Immer mehr Interessenten QRP Der Betrieb findet in verschiedenen Mini-QRP-Transceivern, Bausätzen oder Fertiggeräten aus aller Welt ein Hobby. Jetzt halten Miniatur-(Handheld!)-Transceiver der japanischen Firma MIZUHO, die sich in Japan und auch in den USA großer Beliebtheit erfreuen, Einzug in die EU.
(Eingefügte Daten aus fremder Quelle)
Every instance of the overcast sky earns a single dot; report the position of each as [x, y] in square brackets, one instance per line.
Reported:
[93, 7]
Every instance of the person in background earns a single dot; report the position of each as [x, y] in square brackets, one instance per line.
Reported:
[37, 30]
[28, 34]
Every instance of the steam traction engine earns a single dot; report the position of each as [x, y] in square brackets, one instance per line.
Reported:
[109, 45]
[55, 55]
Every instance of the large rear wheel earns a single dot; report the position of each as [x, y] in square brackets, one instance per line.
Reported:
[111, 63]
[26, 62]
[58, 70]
Es handelt sich um ein relativ einfaches Konzept eines Einband-CW/SSB-Transceivers mit einem Mischer, aber er verfügt über 4 Quarzfilter auf der Zwischenfrequenz, einen eingebauten RIT, VXO, Abschwächer und sogar einen Platz für Akkumulatoren. Es gibt auch Laden, S-Meter, W-Meter und dergleichen. Natürlich sind die Parameter im Vergleich zum K2 nicht überragend, aber bei einem Preis von 4.000-6.000 CZK inklusive Porto aus Japan oder den USA in die Tschechische Republik/Slowakei ist es ein angenehmes „Spielzeug“, mit dem sich dank seiner hervorragenden Empfindlichkeit sehr einfach QRP-Verbindungen herstellen lassen.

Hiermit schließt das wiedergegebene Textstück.